How does auto moderation know when an audio/image is innapropriate?

(Sorry if this isn’t the proper place to ask)

Hello devs,

So I was just sitting here and asked to myself, how does auto moderation know when an audio is inappropriate. Roblox has already stated that the only time an AI is used is when it has to do with audios, decals, and things like that.

image

Since there’s no real supervision from a human, how does a robot know what’s inappropriate and what’s not when uploading these things? What do you guys think?

2 Likes

I’m pretty sure every phonetic sound makes approximately the same pitch, so they can detect curse words through that pretty well in an unmodified audio. Which is why most bypasses apply hard overdrive twice or more to the audio and make it loud because it screws up the pitch just enough for the bot to miss the words but not people.

As for pictures, my guess is they detect inappropriate images from a database. I know less about the image side of things, so that one’s just speculation more than anything.

2 Likes

Note that it says “pre-screen,” the algorithm does not moderate assets by itself, it only flags potentially inappropriate assets for review by a human.

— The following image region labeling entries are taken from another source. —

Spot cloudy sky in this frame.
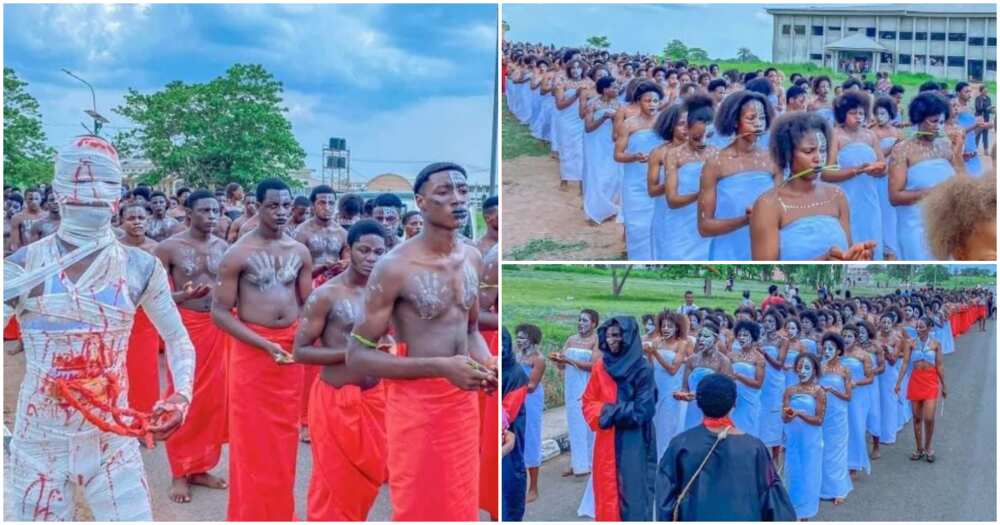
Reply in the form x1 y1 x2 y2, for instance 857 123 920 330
503 4 773 60
4 4 496 182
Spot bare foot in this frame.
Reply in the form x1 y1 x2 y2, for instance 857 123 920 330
170 476 191 503
188 472 229 489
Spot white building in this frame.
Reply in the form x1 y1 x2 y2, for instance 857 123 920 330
767 4 997 81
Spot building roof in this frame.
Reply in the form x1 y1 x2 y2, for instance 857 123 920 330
823 33 889 53
366 173 413 191
767 3 997 18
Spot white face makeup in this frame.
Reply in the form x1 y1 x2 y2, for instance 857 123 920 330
798 359 813 383
816 130 830 165
736 330 753 348
823 341 837 363
698 328 716 351
875 107 889 126
747 100 767 135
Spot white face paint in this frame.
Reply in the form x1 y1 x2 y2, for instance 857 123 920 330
747 100 767 135
823 341 837 363
816 130 830 165
698 328 716 351
736 330 753 348
875 107 890 126
799 359 813 383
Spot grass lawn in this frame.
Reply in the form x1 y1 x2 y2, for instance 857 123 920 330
501 265 995 407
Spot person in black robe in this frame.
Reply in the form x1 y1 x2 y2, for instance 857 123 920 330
582 317 656 521
656 374 796 521
500 328 528 521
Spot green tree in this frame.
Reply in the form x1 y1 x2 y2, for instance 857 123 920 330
114 64 305 187
3 67 55 187
736 47 760 62
587 36 611 49
663 40 688 60
687 47 708 62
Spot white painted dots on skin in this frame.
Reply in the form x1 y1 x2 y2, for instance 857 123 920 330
410 272 449 320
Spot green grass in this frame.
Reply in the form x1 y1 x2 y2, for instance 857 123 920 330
501 265 995 407
501 97 549 160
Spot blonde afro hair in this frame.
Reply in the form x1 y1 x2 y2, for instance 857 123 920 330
921 175 997 260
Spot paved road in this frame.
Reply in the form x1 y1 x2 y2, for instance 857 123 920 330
4 344 489 521
524 321 997 521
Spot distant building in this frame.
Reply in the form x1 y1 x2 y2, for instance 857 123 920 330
767 4 997 81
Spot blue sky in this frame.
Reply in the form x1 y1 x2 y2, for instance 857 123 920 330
4 4 497 182
503 4 773 60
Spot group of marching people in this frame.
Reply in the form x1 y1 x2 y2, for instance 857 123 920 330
504 286 994 521
3 135 499 521
504 44 996 260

I believe the AI screens audio mainly for copyrighted tracks since that isn’t particularly difficult to do, I’m not sure how capable it is of detecting profanity and such.

2 Likes

Comparing hashes and looking through databases I’d guess. These processes aren’t publicised and for good reason - the whole spiel with bad actors and gaming the system to pass assets through that should otherwise not be on the platform.

Above is correct though, all assets have final adjudication by a human. Automation only helps filter the queue more easily given the volume of assets uploaded to the site on a regular basis.

1 Like

there is. any like real moderation action (game deleting, account bans, etc.) is ONLY done by a human. its in the tos

Right, which is why I said

Read and check for context.

1 Like

right, but if the image is inappropriate (or whatever it is, audio, decal whatever), banning and account action will only be taken by human moderators

Yes, but those particular assets will first be seen by an AI before a human. This is where my question comes in, how would the AI (which is NOT a human) know when a so said asset is inappropriate? Of course would afterwards bring the attention to the human for further account action.

1 Like